Her puppyhood was unpromising. Indeed, for one born on a farm, where is lack neither of shelter nor food, her earliest hours were doubly perilous, for, in addition to the prospect of a watery grave in a bucket, her existence, and that of the whole litter, was threatened by negligent nursing. Fate had given the little family a mother not only herself young, but of all dogs that ever worked on a farm the most irresponsible. It was quite in keeping with her reputation that Lucy should bring her children to birth in the exposed hollow trunk of a tree and then forget the blind, sprawling, whimpering puppies for hours together. It was going hard with the weaklings when fate again took a hand in their welfare, this time in the person of young Zub.
It had become evident to the farm folk, to whom matters of birth and reproduction are commonplaces of daily life, that Lucy’s new duties had come upon her, and it was plainly evident, too, before the third day had run, that she was neglecting them. It was then that young Zub, or Zubdil, as he was indifferently called, either name serving to distinguish him from Owd Zub, his father, actively bestirred himself. Hitherto he had done no more than keep his eyes and ears open as he moved about the farm buildings, but neither soft whimper nor the sound of tender noses nuzzling against a warm body had rewarded him. His first deliberate efforts were to watch Lucy’s comings and goings, in the hope of tracing her hiding-place. But the mother dog, a poacher at heart and with all a four-footed poacher’s cunning, had easily beaten him at this game. When he recognised this, angry at the thought that somewhere a small family was suffering, he soundly cuffed her about the ears in the hope that she would bolt for her hiding-place and her blind charges. But the graceless one, howling, raced no further than to her kennel, and from its depths kept one watchful eye open for further developments.

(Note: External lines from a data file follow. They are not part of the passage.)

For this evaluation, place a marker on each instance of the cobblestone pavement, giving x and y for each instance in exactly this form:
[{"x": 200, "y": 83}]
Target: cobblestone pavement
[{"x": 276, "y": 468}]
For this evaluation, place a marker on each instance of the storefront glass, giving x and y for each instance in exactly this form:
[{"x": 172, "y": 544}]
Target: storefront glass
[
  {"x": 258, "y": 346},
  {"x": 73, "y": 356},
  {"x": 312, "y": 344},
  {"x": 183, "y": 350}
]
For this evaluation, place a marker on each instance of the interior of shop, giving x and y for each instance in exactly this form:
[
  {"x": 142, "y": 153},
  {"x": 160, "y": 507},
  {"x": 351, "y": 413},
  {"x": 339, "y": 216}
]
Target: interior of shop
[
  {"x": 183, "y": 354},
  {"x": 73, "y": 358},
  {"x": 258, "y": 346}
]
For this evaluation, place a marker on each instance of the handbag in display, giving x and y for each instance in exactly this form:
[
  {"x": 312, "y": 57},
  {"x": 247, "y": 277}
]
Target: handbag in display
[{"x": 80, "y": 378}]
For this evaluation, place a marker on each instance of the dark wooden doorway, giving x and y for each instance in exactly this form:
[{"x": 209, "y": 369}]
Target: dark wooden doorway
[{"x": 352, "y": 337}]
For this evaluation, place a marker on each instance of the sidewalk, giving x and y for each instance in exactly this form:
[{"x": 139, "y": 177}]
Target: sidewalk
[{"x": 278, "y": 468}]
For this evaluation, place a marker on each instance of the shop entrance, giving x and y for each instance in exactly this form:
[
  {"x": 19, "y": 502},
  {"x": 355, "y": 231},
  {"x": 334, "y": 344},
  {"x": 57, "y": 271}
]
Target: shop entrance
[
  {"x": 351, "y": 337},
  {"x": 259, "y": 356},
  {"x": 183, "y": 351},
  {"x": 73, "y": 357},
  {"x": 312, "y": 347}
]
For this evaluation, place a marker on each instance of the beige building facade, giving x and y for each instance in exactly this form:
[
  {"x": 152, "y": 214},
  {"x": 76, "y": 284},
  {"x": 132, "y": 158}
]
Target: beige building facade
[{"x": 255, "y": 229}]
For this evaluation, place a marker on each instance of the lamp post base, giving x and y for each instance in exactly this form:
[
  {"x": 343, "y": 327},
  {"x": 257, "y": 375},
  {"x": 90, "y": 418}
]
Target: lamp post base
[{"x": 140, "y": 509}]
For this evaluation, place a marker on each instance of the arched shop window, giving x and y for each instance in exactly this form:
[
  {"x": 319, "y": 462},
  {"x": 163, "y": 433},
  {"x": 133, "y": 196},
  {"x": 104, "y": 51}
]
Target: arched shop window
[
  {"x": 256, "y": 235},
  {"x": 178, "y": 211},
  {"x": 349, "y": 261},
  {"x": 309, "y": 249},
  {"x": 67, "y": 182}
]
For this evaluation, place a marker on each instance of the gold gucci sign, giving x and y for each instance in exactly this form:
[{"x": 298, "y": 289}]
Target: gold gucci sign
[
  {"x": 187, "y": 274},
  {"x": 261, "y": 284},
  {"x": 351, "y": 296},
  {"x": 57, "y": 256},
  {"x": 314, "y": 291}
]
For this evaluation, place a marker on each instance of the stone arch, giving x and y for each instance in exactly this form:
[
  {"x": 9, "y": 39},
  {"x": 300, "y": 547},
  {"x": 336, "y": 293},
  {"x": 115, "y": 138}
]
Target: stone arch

‘Drat thee,’ cried Zubdil, as his experiment went wrong, ‘but I’ll find ’em yet.’ He turned and slowly entered the kitchen, where Owd Zub was quietly chuckling to himself.
‘Shoo’s bested thee, reight an’ all, this time,’ he said. ‘Doesn’t thy books tell thee owt?’
It was a thrust he was fond of making. Zubdil’s strongly developed taste for reading was something beyond the old farmer’s understanding. He would have given but occasional heed to it had not the younger man taken up works on scientific farming and breeding, and also studied these subjects in a course of postal lessons with the Agricultural Department at the Northern University. New ideas thus acquired often clashed with the father’s ingrained conservative methods, and they left him sore. A chance to get in a sly dig at this ‘book larning’ was too good to be missed. He chuckled again as he asked the question.
The younger man laughed. He was broadening in more ways than one, and he bore no malice. ‘Happen they do,’ he said. ‘Yo just watch, fayther, an’ happen yo’ll leearn summat.’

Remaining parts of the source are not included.